Blog Entry of 2009-Aug-12 in PRTG 7
Making Our Website Faster: A Comparison of Cloud Content Delivery Networks (CDNs) with Cloud Storage, Cloud Hosting and Old-Fashioned Hosting
We have been using Amazon CloudFront CDN to deliver our software downloads for almost a year with excellent results. To find the best CDN provider for our upcoming website we set up accounts on selected CDN sites and selected hosting platforms. Then we monitored the performance from six locations around the globe. The contestants are:
| Vendor | Bandwidth Cost (US$ per TB) |
|---|---|
| Amazon CloudFront CDN | $170-$200 plus some S3 cost |
| Amazon S3 | $170 |
| Rackspace Cloud Files CDN | $220 |
| Google AppEngine | $120 |
| SimpleCDN | $39 |
| Softlayer CloudLayer CDN | $200 |
| Joyent Cloud | (included in flat rate) |
| As a reference we added our own web server www.paessler.com (hosted in the Rackspace datacenter in Dallas TX) |
several hundred $ |
Average Request Times
Let's remember that our goal is to provide fast downloads to people everywhere. So we would like to see short bars which should have the same short height for all locations.
Note: We haven been talking to people at Amazon about the elevated Cloudfront values for EC2 US (blue bar) and they were able to fix the routing so that the latest values are around the 60ms area. The same process is currently ongoing for Newservers (purple bar). So actually we can consider all CloudFront values to be excellent.
Request Time Observations
CloudFront CDN and Cloud Files CDN lead the pack, closely followed by CloudLayer CDN. These three are also the most expensive solutions, but they are still much cheaper than our Rackspace bandwidth and much faster. From a performance perspective SimpleCDN is not better than "normal" hosting, but it is much cheaper, so it may be a good and cheap solution for very bandwidth hungry downloads (e.g. ISO images, virtual machines) that don't need the latest bit of performance. Google's AppEngine was the surprise for me in this test. It is not a CDN and it is slower than the CDNs, but request times are quite evenly distributed across the US and EU. As we all know Google stores all data in a distributed database and this shows. I'd rate them the price/performance-ratio leader. Storage system S3, cloud hoster Joyent and our own web servers in Dallas all show request times that corelate to the geographical distance between server and probes.Ratio "Average Request Times" vs. "95th Percentile"

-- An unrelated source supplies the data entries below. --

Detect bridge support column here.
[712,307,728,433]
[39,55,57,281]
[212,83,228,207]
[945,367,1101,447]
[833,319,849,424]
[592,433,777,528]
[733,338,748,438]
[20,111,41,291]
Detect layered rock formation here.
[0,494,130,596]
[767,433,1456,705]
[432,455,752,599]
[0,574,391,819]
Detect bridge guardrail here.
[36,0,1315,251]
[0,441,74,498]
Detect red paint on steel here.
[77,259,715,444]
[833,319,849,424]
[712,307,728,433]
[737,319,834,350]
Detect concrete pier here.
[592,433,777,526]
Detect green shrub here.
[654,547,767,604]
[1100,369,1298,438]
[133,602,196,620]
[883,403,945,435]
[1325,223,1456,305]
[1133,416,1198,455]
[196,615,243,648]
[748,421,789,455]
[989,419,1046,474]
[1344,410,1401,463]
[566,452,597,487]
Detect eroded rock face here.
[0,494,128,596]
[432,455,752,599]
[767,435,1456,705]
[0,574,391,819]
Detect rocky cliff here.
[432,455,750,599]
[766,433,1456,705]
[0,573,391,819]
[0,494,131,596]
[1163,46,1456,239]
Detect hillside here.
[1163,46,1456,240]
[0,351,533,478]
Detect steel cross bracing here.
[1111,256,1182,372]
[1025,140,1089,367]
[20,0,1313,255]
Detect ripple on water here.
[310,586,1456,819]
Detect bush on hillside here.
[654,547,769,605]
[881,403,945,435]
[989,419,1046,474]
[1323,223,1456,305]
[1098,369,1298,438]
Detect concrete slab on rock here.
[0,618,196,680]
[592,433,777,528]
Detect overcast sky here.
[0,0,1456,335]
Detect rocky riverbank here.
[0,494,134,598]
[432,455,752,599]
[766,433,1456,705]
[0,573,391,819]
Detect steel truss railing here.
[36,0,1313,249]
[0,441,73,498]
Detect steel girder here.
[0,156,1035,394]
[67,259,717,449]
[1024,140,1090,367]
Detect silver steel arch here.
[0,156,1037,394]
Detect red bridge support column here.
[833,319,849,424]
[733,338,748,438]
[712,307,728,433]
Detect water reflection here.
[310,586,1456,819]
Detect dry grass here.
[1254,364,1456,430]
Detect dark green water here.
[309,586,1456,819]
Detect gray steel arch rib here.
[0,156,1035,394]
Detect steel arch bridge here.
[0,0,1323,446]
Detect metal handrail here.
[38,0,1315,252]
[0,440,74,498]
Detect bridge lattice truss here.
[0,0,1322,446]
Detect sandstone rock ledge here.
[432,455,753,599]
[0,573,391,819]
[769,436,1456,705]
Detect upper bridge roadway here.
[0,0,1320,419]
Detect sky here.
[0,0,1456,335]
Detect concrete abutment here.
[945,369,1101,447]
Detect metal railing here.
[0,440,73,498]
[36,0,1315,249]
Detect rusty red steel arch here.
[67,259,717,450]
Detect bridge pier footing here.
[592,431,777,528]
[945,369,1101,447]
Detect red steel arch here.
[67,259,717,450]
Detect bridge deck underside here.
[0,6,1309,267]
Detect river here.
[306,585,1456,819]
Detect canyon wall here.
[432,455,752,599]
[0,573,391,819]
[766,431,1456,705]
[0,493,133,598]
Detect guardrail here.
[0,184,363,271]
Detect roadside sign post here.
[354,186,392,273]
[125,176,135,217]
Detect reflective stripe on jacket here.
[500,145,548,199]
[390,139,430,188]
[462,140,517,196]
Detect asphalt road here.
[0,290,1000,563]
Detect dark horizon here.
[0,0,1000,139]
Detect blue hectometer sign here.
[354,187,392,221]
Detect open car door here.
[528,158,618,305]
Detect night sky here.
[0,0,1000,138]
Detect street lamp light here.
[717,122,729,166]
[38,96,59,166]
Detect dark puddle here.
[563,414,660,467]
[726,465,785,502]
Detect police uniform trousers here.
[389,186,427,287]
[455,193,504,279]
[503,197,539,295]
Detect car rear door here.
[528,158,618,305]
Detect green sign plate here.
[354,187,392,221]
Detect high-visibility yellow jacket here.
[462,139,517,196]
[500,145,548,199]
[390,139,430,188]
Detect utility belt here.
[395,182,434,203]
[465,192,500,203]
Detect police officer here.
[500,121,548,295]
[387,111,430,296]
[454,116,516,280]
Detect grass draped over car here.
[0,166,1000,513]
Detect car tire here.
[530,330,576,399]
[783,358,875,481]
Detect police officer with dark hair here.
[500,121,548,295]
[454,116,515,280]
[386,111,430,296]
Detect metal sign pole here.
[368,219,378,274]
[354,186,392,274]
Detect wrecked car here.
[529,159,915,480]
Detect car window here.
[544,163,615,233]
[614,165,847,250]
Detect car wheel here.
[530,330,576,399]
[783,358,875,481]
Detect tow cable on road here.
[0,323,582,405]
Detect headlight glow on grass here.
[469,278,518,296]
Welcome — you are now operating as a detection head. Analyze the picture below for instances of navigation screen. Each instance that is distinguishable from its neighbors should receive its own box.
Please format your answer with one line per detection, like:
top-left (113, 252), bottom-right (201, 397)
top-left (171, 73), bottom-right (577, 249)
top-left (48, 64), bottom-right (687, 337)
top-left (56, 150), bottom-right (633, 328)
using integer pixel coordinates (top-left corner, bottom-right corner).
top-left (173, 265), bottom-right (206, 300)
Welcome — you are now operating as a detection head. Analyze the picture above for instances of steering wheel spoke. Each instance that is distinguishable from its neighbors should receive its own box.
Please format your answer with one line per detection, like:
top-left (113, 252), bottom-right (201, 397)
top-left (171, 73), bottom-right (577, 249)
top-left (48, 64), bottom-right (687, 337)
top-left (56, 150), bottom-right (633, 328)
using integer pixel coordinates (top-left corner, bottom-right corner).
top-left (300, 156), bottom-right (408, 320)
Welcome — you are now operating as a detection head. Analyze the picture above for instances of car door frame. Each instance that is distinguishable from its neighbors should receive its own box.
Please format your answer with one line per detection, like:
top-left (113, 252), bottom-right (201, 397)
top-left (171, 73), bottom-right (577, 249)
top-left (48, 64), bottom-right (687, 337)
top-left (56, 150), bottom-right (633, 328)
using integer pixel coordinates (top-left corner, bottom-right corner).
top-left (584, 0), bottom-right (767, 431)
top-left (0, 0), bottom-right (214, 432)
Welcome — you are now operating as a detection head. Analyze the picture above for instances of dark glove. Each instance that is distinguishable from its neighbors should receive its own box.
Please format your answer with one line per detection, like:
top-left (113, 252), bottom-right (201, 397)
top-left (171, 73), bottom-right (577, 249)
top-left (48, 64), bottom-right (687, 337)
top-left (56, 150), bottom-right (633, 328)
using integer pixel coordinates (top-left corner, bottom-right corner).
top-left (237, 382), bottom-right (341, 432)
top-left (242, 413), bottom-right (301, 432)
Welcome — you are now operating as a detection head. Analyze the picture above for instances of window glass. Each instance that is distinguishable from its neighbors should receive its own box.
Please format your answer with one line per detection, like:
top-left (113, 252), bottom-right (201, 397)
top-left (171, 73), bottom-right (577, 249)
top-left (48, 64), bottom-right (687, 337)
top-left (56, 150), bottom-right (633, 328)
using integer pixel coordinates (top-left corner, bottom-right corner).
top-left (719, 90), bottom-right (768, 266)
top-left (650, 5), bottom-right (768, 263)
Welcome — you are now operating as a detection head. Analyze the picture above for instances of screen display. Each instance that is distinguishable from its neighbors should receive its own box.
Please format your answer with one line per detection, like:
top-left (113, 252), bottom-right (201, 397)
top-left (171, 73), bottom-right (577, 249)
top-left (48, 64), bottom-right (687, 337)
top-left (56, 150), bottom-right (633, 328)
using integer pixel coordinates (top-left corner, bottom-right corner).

The ratio between the average and the 95th percentile gives us an estimate how consistent the request times were. A higher ratio tells us that request times were more volatile. Of course we would like to have constant times (so many small bars on the graph are better).
Observations
From this perspective the hosting servers and S3 are better than the CDNs. But even when CloudFront needs twice as long as the average (+100%) it is still twice as fast as an average S3 request. Cloudfront is not only faster than Cloud Files, it also delivers more consistently, too.Conclusion
Here are the average request times for all contestants from all six locations:
We will stay with Amazon CloudFront. It delivers our files in only 25% of the time that our own webserver in Dallas would need (or you could say: our webpages will load 4 times faster). CloudFront delivers files a little more consistent than Cloud Files, making Cloud Files a close runner-up. Softlayer's CDN also performs quite well and we rate it third in our test. An impressive fourth place goes to AppEngine. SimpleCDN may be cheap, but it is not fast enough for us. In our search for a fast way to quickly deliver files to our website visitors regardless of where they are all other contestants are no options.